Small's accusation is the second complaint filed with the city against MCW Rage TV's host by BCTV personnel in the past few weeks.

Small said she believes the mayor and city staff have failed to adequately address Jones' conduct, which she feels is specifically geared towards women.

"I bet there haven't been any complaints about [Jones and his crew] jumping on men because he's a bully, and that's what bullies do--pick on those weaker than them," said Small, whose show aired on BCTV until the city suspended the public access station's funding.

"And, by the mayor keeping silent on it, he is exonerating this bully and saying that their behavior is acceptable in City Hall," she said.

The city studio is located in City Hall.

In a letter addressed to the city manager's office by Bethany Folling, producer of the Young Entrepreneurs show and Small's daughter detailed the "abrasive nature and foul language" she encountered on Oct. 1 at the city studio.

According to Folling, when she asked Jones when she could use the studio equipment, Jones allegedly proceeded to cuss, saying she'd have access once two wrestling tapes were "[Expletive] damned done, [expletive]!"

The Bowie Star obtained a copy of Folling's letter. In it, she wrote that in the Oct. 1 incident: "Jones spoke to me like I was beneath the lice on his dog. It was definitely inhuman and altogether derogatory."

Later the same day, Small said she spoke to studio manager Jim Travland about the incident with Folling.

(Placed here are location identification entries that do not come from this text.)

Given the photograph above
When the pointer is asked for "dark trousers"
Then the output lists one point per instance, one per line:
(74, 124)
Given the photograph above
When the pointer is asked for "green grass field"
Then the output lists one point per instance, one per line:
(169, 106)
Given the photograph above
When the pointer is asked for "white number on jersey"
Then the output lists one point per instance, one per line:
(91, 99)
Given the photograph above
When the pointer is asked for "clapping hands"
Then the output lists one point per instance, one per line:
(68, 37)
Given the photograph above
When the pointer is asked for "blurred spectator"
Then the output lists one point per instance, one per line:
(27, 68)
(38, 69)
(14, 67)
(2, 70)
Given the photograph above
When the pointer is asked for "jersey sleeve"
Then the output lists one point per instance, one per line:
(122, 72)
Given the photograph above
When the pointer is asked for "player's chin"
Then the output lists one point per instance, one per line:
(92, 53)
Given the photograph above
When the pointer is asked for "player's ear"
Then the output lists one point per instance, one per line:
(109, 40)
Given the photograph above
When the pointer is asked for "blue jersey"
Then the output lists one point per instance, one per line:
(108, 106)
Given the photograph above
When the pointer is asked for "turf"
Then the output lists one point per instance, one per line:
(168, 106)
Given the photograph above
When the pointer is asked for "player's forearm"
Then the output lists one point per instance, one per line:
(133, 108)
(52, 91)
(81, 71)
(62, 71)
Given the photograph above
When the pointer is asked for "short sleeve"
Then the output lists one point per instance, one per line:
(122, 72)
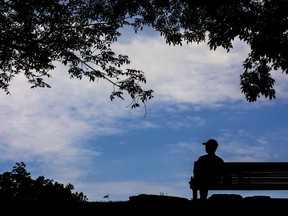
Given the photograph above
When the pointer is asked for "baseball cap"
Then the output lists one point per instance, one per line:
(211, 142)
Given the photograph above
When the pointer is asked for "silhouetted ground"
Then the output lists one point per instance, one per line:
(220, 204)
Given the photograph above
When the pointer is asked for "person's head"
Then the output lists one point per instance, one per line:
(211, 146)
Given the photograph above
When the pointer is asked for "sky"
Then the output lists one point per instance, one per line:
(73, 133)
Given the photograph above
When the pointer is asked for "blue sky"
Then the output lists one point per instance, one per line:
(73, 133)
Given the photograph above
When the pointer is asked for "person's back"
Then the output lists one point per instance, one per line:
(209, 168)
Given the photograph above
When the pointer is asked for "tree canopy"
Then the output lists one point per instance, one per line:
(78, 33)
(18, 185)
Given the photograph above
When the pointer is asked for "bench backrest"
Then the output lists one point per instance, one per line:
(253, 176)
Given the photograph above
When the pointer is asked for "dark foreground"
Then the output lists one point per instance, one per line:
(148, 204)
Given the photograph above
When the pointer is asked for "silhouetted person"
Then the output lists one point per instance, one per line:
(209, 168)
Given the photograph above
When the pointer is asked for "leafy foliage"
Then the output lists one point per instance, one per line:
(18, 185)
(78, 33)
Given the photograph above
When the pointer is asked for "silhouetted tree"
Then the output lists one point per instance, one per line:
(78, 33)
(18, 185)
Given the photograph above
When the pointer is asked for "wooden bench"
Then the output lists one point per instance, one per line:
(249, 176)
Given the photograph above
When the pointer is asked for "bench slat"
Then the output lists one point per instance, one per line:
(252, 176)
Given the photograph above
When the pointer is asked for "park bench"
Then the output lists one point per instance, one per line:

Travland allegedly verbally accosted Small and MCW Rage TV crew members physically confronted her, she alleged.

While sitting near the studio's dub room, Small said Jones, a 200 pound-plus former male wrestler, physically moved up within an inch of her face and hollered at her to get out as his coworkers also approached, Small said.

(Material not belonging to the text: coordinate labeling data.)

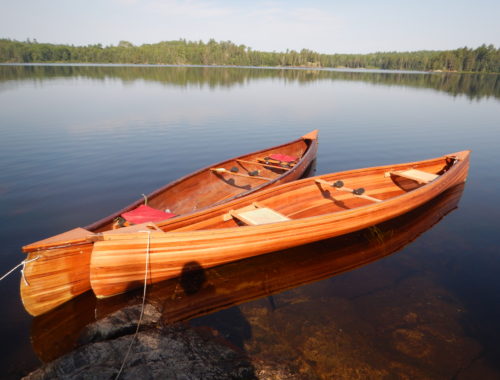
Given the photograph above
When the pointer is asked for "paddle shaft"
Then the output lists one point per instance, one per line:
(348, 190)
(222, 170)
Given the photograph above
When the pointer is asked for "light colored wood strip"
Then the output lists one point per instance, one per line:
(416, 175)
(263, 164)
(222, 170)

"I was surrounded by wrestlers as I sat in that studio and I was helpless," Small said Tuesday.

Jones of Rage TV could not be reached for comment Wednesday.

Two weeks after the Folling's letter of complaint, Assistant City Managers John Fitzwater and Denise Mahoney sent a written response to all participants.

"It would be an impossible task for us to determine whose perspective best fits the reality of what occurred that day... we have concluded that the behavior of each of the individuals involved was inappropriate," they wrote.

Mayor G. Fred Robinson said he had heard nothing further about the complaint since Fitzwater and Mahoney had sent out their letter.

"Staff looked into it and advised all parties directly on the standard of behavior that prohibits uncivil behavior," Robinson said Wednesday.

Small's accusations came on the heels of complaints filed by former BCTV head Milly Hall that alleged Jones could be using the city studio to produce questionable tapes for sale over the Internet. Hall also took issue with what she called pornographic-like images on the Rage TV web site. Jones and Maryland Championship Wrestling denied any links to pornographic material.

City staff admitted that it was possible that Rage TV members were using the city studio to assist a commercial venture, but sent out new policy guidelines to alert all producers that to do so in the future would be illegal.

Small said she believes the city has largely blown her off.

"As a productive citizen of the community, I do not appreciate being treated like I'm invisible and as if a violent act has not been committed against me," said Small.